When the beef is just falling apart, remove from heat and let sit for 15 minutes. Shred with forks and add barbecue sauce and cranberry sauce and stir well to combine. Heat over low until heated through.

Serve on buns, or cool and refrigerate for the next day (good idea!).

Okay – now for cole slaw. Another no recipe recipe – sorry – sometimes this is just the way I cook.

Equal parts Duke’s mayonnaise and sour cream – a pinch of salt, a couple grinds of black pepper and a splash of apple cider vinegar. Taste. Then add enough sugar to balance the vinegar – this is a total personal preference thing. Now here is where things get interesting. I always make the dressing first and then add in enough cole slaw mixture to make it – not sure how to word this – not too soupy and not to dry. Is that helpful? I think not.

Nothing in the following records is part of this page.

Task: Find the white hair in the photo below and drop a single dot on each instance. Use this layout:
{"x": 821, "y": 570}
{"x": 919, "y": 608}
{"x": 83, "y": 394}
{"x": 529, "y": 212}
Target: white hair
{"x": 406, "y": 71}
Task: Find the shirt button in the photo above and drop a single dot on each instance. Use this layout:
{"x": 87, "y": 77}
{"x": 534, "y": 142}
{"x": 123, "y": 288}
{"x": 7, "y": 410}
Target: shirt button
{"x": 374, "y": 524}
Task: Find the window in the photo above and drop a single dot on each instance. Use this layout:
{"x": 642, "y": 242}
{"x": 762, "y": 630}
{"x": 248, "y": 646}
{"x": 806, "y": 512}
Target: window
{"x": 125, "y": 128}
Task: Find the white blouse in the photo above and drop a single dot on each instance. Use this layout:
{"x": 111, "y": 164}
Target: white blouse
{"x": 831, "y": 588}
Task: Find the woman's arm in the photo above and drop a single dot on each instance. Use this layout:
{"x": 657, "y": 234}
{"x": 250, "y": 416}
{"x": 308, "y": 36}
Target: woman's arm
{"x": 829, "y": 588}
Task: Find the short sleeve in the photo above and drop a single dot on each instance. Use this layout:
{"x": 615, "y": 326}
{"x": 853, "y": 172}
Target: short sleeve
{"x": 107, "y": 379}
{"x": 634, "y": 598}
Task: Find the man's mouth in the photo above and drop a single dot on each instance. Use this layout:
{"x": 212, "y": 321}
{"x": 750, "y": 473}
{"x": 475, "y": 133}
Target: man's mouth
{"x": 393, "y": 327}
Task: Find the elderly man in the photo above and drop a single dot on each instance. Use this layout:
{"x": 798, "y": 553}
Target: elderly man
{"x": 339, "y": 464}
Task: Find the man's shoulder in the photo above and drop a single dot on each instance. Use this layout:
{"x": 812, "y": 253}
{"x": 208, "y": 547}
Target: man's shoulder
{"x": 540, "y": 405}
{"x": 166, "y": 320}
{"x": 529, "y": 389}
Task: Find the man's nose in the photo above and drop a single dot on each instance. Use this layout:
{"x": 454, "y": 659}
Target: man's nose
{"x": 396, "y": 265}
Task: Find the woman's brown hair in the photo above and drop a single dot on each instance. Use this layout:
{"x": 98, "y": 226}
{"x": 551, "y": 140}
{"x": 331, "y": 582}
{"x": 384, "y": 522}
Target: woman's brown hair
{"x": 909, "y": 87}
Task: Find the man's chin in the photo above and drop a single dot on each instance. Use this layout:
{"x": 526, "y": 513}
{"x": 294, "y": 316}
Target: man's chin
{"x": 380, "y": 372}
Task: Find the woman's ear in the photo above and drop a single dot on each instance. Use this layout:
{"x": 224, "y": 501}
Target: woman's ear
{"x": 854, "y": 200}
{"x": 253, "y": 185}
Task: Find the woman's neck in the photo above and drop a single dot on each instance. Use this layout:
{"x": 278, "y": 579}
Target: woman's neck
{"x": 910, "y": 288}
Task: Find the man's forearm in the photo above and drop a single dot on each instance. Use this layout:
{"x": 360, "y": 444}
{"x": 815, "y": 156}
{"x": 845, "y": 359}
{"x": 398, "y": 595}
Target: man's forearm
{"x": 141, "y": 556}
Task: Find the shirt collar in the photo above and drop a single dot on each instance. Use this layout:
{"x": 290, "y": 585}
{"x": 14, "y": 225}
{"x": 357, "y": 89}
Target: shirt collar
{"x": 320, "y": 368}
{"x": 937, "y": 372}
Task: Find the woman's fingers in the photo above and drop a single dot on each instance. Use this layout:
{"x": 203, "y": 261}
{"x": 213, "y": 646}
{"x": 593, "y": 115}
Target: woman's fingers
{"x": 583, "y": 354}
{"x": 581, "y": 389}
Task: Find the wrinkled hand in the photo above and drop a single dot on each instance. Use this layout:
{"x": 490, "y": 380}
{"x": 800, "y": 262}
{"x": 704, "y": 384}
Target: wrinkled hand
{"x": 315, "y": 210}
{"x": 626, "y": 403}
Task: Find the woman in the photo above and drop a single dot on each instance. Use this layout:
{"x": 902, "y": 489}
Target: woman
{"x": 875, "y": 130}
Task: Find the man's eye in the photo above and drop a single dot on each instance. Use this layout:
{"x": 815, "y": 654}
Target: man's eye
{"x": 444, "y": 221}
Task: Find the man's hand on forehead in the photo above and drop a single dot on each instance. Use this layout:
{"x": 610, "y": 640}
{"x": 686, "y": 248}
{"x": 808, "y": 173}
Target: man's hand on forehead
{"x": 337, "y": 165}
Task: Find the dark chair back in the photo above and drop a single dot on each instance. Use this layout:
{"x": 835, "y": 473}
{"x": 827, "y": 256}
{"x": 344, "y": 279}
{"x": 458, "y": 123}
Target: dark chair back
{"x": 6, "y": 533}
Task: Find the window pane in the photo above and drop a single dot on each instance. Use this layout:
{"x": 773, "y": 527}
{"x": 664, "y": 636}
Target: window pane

D&D_2208It is, however, the way my mom made cole slaw and it works for me. Although I purchase cole slaw mix instead of shaving a whole cabbage, like my mom did. I do tend to make a bunch of small batches of slaw instead of a big bowl because, to my mind, cole slaw gets messy after a day or so. By using a small bowl, it helps with proportions and makes enough for a day or two – then you can do it all again and make more later in the week.